For weeks they sailed west beneath red skies and pale moons, but Niao’s ghost sailed with them. She had changed. No longer the quiet, sorrowful presence she once was, Niao now appeared with four arms, each one burdened—knives, saws, hooks, and strange tongs dangling from her spectral hands. The other ghosts were silent, at peace. Only Niao returned, and this confirmed the party’s fear: they had erred in burying her on Guibao.
As they neared Guibao, Salt, Bojing, and Bangqiu debated
their course. Sailing into Guibao’s harbor risked alerting the ruling
family—the same family suspected of necromantic rites and ties to Mouru Zhai.

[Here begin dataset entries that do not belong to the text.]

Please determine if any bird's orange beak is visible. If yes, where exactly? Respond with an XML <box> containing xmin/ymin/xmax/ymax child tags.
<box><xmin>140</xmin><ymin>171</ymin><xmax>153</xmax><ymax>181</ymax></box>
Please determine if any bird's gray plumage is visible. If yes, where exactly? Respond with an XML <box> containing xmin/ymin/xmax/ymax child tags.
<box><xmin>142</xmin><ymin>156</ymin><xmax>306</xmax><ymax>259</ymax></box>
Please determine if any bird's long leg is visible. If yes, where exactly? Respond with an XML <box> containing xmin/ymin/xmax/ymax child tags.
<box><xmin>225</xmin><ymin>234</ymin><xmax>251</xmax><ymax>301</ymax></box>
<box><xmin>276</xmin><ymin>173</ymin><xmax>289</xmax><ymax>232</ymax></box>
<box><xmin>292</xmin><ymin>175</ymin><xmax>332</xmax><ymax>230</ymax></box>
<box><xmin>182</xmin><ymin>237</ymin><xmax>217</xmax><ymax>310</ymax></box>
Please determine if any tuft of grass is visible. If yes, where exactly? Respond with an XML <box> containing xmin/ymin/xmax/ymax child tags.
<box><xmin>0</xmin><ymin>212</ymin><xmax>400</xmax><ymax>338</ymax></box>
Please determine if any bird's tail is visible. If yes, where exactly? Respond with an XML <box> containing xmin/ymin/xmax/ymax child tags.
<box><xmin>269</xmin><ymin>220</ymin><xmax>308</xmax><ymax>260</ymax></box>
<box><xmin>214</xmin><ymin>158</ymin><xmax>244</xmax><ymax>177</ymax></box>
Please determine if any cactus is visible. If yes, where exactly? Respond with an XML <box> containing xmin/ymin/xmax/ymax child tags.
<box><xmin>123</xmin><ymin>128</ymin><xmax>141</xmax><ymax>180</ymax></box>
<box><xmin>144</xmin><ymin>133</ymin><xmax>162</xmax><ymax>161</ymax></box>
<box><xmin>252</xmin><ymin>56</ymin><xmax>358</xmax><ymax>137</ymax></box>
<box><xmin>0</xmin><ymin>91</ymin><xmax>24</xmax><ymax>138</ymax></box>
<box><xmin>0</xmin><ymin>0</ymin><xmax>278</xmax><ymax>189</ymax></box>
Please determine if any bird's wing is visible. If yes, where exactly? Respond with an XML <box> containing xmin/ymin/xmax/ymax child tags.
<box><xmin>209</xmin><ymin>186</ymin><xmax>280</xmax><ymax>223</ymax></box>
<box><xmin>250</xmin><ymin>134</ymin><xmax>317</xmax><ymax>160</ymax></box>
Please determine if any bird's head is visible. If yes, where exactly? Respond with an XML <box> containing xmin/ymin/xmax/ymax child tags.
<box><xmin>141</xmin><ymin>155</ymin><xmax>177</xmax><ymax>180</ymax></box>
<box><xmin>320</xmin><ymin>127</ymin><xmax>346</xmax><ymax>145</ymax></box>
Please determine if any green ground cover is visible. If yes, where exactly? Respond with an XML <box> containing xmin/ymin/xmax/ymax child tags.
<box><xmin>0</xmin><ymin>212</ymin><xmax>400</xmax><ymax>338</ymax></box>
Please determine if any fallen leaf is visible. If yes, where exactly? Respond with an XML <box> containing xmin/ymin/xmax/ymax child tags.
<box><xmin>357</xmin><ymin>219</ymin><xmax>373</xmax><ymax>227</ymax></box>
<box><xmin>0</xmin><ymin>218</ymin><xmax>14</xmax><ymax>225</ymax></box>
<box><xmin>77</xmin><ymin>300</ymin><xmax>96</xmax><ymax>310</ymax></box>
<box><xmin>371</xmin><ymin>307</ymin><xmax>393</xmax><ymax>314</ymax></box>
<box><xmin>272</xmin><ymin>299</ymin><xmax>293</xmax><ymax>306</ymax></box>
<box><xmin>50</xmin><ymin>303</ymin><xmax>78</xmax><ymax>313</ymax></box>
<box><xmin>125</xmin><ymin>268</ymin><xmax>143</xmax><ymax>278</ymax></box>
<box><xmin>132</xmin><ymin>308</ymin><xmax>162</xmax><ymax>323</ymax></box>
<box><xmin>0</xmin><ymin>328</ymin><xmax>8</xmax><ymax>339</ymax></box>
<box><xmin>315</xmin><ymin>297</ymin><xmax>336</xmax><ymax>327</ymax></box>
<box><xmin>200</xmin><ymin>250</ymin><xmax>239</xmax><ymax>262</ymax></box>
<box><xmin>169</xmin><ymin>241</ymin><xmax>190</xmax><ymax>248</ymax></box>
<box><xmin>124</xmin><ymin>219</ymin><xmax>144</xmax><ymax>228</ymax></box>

But the magicians Salt and Bangqiu had grown more powerful, learning to
transform into birds, beasts, and things between. Rather than dock, they would drop
anchor some distance from Guibao; a small scouting party would make the final approach
from the sky.
Salt possessed a rare artifact: a magic cube, no larger than
a child’s toy, that could unfold into a modest house. She invited six of her
companions—Bangqiu, Bo-Jing, Qui-Gon, Nekhil, Ryu, and Fen— to enter the cube, the
extradimensional apartment. She stowed the cube in her belt and took to the air
in the form of a seagull.
Salt flew alone to the graveyard and landed there. She
called her companions out of the magic apartment and together they tried to remember
where they had buried Niao.
The earth had been disturbed. Several graves lay open. As
she watched, a pair of gravediggers arrived and, without apology or
explanation, silently exhumed another body in its burlap wrappings, loaded it
onto a cart, and wheeled it down the hill.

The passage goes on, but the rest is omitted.